Самолет был похож на неуклюжего деревянного змея — доисторическая модель Р-38. Два тарахтящих мотора были установлены между верхними и нижними крыльями по обе стороны гондолы. Хвостовое оперение крепилось при помощи деревянного каркаса. Самолет выглядел довольно хрупкой конструкцией. Однако все крепко держалось на своих местах, когда он понесся по полю, как детская коляска, пущенная с горки. После нескольких прыжков по земле он наконец взлетел, хотя трудно было поверить, что такой скорости было достаточно, чтобы оторваться от земли. Порыв ветра ударил Фармену в лицо. Он поспешно нацепил очки. Им понадобилась целая вечность, чтобы подняться на высоту шесть тысяч футов. Набрав высоту, Блэйк перестал двигаться по спирали и направил аэроплан на восток. Воздух, казалось, был полон горок и ям, по которым трясся аэроплан. Он то и дело срывался в воздушные ямы. В животе у Фармена образовался комок.

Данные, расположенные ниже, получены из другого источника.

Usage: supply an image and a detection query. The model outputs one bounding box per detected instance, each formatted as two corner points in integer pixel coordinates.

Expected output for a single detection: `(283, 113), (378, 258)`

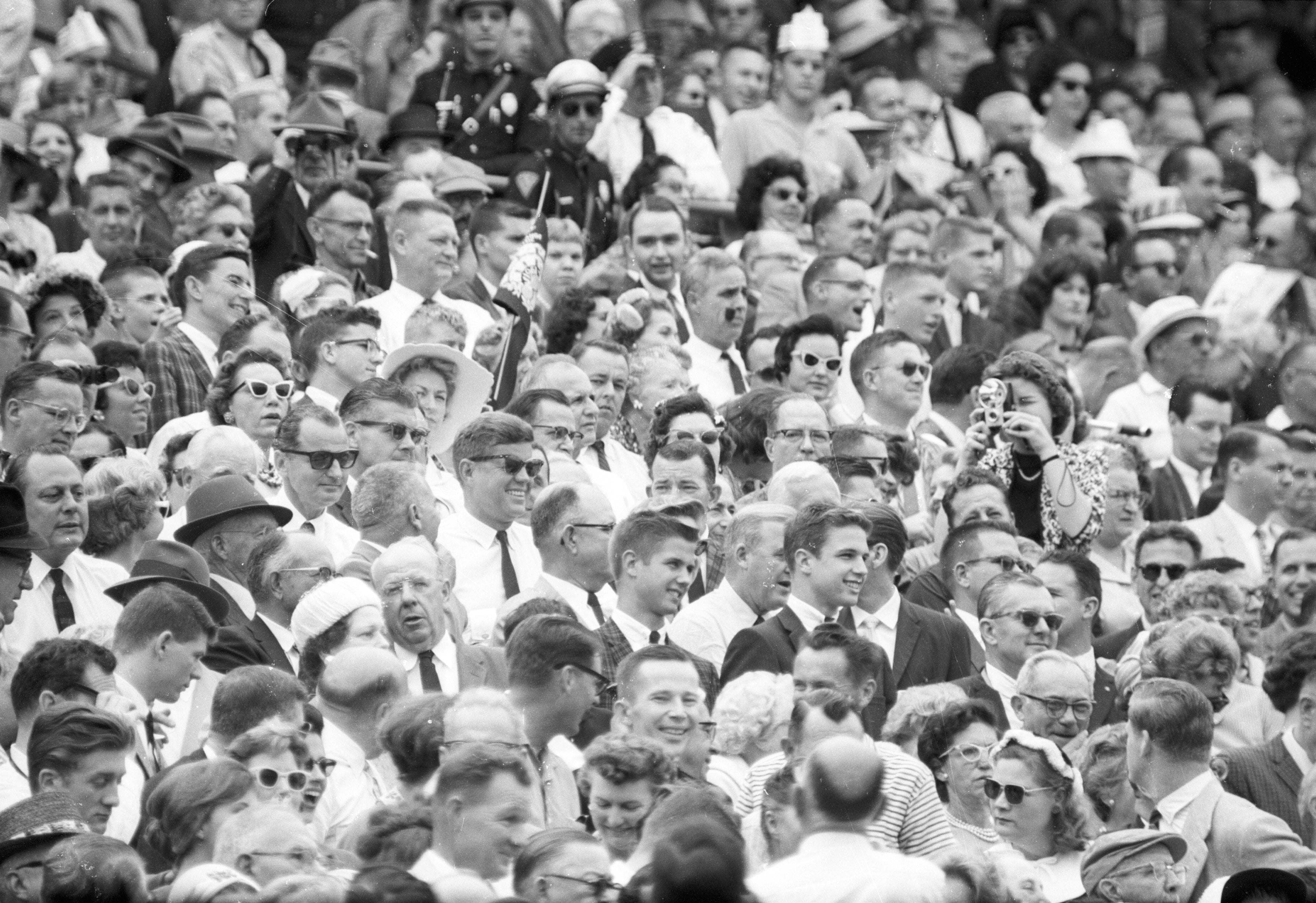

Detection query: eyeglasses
(1105, 862), (1188, 883)
(311, 216), (375, 236)
(274, 567), (338, 582)
(662, 429), (723, 446)
(767, 188), (809, 204)
(987, 611), (1065, 633)
(772, 429), (832, 445)
(251, 769), (308, 790)
(965, 556), (1033, 574)
(233, 379), (292, 399)
(983, 778), (1057, 805)
(14, 399), (87, 433)
(467, 454), (544, 479)
(558, 100), (603, 120)
(530, 424), (584, 442)
(1019, 692), (1092, 721)
(351, 420), (429, 445)
(941, 744), (991, 762)
(1138, 565), (1188, 583)
(1133, 260), (1179, 276)
(279, 449), (359, 470)
(329, 338), (380, 357)
(791, 351), (841, 373)
(544, 875), (624, 898)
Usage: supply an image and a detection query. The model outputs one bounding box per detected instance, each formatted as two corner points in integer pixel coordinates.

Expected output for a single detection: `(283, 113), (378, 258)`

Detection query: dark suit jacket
(250, 167), (316, 303)
(1147, 463), (1198, 520)
(1216, 734), (1303, 837)
(596, 617), (717, 712)
(201, 617), (296, 675)
(928, 311), (1010, 361)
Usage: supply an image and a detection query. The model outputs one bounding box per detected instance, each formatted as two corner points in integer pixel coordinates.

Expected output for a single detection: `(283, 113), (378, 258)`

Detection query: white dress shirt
(686, 334), (749, 408)
(178, 323), (220, 376)
(270, 487), (361, 565)
(438, 508), (542, 643)
(4, 549), (128, 658)
(1098, 373), (1174, 467)
(312, 717), (390, 846)
(1156, 769), (1216, 834)
(539, 571), (617, 631)
(668, 579), (758, 671)
(393, 631), (461, 696)
(983, 662), (1024, 731)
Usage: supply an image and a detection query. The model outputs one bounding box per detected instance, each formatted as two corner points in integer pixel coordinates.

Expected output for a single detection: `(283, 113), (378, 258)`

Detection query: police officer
(508, 59), (617, 260)
(412, 0), (548, 175)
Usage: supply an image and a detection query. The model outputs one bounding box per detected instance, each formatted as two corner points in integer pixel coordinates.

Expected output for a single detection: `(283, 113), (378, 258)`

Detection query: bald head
(801, 737), (882, 824)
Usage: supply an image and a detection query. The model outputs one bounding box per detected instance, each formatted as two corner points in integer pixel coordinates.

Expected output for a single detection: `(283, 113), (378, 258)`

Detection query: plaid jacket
(597, 617), (717, 712)
(142, 327), (211, 436)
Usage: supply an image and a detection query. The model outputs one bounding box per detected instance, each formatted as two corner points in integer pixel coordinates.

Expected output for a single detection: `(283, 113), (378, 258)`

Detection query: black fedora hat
(174, 474), (292, 545)
(105, 116), (192, 184)
(0, 791), (91, 861)
(104, 540), (229, 624)
(0, 483), (47, 552)
(379, 104), (444, 154)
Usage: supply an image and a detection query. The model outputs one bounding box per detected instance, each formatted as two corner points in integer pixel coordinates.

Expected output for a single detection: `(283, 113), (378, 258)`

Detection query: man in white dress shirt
(312, 646), (407, 846)
(682, 247), (749, 407)
(293, 307), (384, 411)
(270, 403), (361, 563)
(4, 446), (128, 657)
(499, 483), (617, 631)
(359, 200), (493, 354)
(668, 502), (795, 671)
(438, 412), (542, 641)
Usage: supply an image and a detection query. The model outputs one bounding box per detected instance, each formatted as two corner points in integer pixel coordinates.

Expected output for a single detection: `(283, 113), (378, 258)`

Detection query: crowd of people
(0, 0), (1316, 903)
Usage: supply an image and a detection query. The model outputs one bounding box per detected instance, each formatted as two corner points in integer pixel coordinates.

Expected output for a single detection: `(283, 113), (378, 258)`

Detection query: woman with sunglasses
(512, 828), (621, 903)
(174, 182), (255, 251)
(205, 347), (292, 488)
(1028, 45), (1092, 198)
(75, 455), (164, 571)
(919, 699), (1000, 853)
(959, 351), (1107, 552)
(983, 731), (1101, 903)
(142, 758), (262, 899)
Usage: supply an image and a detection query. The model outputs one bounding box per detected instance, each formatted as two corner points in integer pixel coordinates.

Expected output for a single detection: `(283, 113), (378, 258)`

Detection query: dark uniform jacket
(412, 60), (549, 175)
(507, 138), (621, 262)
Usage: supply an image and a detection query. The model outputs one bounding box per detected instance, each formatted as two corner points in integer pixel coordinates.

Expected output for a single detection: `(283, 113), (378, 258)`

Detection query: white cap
(777, 7), (830, 53)
(1133, 295), (1216, 354)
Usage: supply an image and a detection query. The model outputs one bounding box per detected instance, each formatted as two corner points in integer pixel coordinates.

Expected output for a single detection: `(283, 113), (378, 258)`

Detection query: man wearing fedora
(4, 447), (126, 656)
(0, 790), (91, 903)
(174, 474), (292, 629)
(251, 92), (357, 298)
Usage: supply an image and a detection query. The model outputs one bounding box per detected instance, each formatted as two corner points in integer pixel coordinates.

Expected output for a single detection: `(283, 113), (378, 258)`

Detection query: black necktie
(639, 120), (658, 158)
(723, 351), (745, 395)
(50, 567), (78, 633)
(584, 592), (608, 627)
(493, 530), (521, 599)
(416, 649), (444, 692)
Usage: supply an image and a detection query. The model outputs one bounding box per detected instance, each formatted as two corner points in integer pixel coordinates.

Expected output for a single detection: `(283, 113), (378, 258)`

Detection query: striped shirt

Его тошнит? Этого просто не могло быть. Все что угодно, но только не это. Он был опытным летчиком и налетал более десяти тысяч часов. Его не могло тошнить. Он сглотнул слюну и крепко уцепился руками за сиденье.
Блэйк, сидящий в передней кабине, что-то кричал ему, указывая рукой вниз. Фармен повернул голову. Поток воздуха чуть не сорвал с него очки. Далеко внизу, как на диораме, виднелась сеть вырытых окопов, кривыми линиями тянувшаяся по голой земле. Все пространство между ними было усеяно воронками и напоминало лунный ландшафт.

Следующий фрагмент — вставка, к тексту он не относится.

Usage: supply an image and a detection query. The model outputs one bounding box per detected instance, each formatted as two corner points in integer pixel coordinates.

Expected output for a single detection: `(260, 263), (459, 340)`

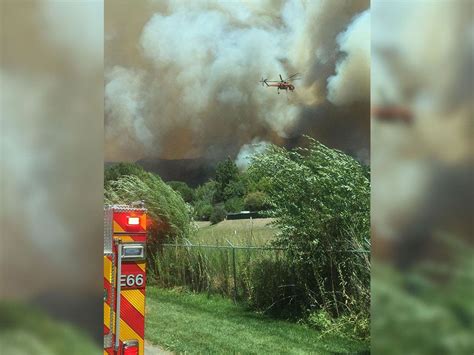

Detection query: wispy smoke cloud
(106, 0), (370, 160)
(235, 138), (270, 170)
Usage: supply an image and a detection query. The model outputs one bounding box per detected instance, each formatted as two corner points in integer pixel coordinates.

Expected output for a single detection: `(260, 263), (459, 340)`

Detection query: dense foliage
(104, 164), (191, 245)
(168, 181), (195, 203)
(248, 140), (370, 336)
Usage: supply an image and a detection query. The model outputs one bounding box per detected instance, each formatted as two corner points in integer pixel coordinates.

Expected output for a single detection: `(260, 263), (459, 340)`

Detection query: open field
(145, 286), (368, 354)
(191, 218), (277, 246)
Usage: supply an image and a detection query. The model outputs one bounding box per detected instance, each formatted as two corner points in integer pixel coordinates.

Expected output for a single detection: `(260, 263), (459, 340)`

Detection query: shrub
(104, 173), (191, 251)
(209, 206), (227, 224)
(168, 181), (195, 203)
(248, 140), (370, 326)
(244, 191), (268, 211)
(194, 202), (213, 221)
(225, 197), (244, 212)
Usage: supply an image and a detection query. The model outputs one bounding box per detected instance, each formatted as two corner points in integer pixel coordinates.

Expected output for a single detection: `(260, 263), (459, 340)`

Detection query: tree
(168, 181), (195, 203)
(104, 162), (146, 185)
(248, 139), (370, 315)
(224, 197), (244, 212)
(104, 172), (191, 246)
(209, 206), (227, 224)
(244, 191), (268, 211)
(214, 158), (239, 202)
(195, 180), (217, 204)
(194, 201), (213, 221)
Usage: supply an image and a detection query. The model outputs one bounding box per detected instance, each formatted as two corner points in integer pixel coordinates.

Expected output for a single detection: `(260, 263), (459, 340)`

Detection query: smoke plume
(105, 0), (370, 160)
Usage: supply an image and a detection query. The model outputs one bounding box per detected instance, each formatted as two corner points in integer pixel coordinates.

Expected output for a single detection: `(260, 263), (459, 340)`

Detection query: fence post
(226, 239), (237, 302)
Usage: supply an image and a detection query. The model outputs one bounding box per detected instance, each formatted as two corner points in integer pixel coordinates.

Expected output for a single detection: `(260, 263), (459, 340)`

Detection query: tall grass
(149, 246), (284, 302)
(149, 239), (370, 338)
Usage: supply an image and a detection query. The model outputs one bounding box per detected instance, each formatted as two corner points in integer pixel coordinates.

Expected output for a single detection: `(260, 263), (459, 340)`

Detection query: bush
(104, 163), (147, 185)
(104, 173), (191, 250)
(194, 202), (213, 221)
(168, 181), (195, 203)
(209, 206), (227, 224)
(225, 197), (244, 212)
(194, 180), (217, 204)
(244, 191), (268, 211)
(247, 140), (370, 330)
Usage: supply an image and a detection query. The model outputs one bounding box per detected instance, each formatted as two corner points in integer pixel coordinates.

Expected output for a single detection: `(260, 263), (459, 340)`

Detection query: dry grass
(191, 218), (277, 246)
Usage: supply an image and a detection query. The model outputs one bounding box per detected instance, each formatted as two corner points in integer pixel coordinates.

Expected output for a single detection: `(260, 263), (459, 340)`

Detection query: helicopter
(260, 73), (301, 95)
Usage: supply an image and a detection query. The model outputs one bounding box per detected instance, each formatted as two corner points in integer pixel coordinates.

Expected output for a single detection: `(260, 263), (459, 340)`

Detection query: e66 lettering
(120, 274), (144, 287)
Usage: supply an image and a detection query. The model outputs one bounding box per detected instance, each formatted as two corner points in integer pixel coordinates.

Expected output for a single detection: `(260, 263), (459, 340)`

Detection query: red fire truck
(104, 202), (147, 355)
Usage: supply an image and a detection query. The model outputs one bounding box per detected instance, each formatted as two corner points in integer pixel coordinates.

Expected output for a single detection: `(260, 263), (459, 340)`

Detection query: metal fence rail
(156, 239), (370, 300)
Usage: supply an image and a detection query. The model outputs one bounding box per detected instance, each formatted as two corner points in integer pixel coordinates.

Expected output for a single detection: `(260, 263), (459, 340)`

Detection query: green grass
(191, 218), (276, 246)
(145, 287), (368, 354)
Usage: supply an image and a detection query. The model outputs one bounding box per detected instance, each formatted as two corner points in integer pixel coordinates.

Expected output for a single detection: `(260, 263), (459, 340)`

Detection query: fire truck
(104, 202), (147, 355)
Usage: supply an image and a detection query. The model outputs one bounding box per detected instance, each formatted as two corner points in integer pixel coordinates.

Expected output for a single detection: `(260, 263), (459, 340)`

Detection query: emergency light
(128, 217), (140, 226)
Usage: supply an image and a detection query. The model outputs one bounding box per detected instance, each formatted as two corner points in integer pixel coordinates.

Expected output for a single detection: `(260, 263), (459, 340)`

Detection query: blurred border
(0, 0), (104, 354)
(371, 0), (474, 354)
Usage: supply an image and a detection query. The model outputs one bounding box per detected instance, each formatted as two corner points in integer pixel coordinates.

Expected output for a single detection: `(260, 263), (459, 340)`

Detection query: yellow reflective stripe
(114, 221), (125, 233)
(104, 256), (112, 282)
(137, 261), (146, 271)
(120, 318), (144, 355)
(121, 290), (145, 315)
(104, 302), (112, 331)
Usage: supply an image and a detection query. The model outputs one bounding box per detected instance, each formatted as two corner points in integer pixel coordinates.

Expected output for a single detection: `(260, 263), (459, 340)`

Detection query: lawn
(145, 286), (368, 354)
(191, 218), (277, 246)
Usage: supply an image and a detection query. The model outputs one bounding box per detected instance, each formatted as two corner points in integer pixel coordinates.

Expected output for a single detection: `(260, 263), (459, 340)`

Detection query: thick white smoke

Аэроплан летел вдоль реки. Окопы тянулись с холмов на юге, пересекали реку и продолжались на другой стороне до самых гор. Впереди над немецкими окопами появились черные дымки — это спазматически стреляла противовоздушная артиллерия. Блэйк развернул самолет в южном направлении, что-то кричал через плечо про швейцарскую границу. Немцы прекратили стрельбу.
Он без труда узнает линию фронта, решил Фармен. Он попытался сказать об этом Блэйку, но ветер уносил слова прочь. Он наклонился, чтобы похлопать его по плечу. Что-то ударило его по рукаву.
Он посмотрел на него. В плотном материале зияла дыра, но откуда она могла взяться? И непонятно почему, Блэйк стал пикировать. Горизонт опрокинулся.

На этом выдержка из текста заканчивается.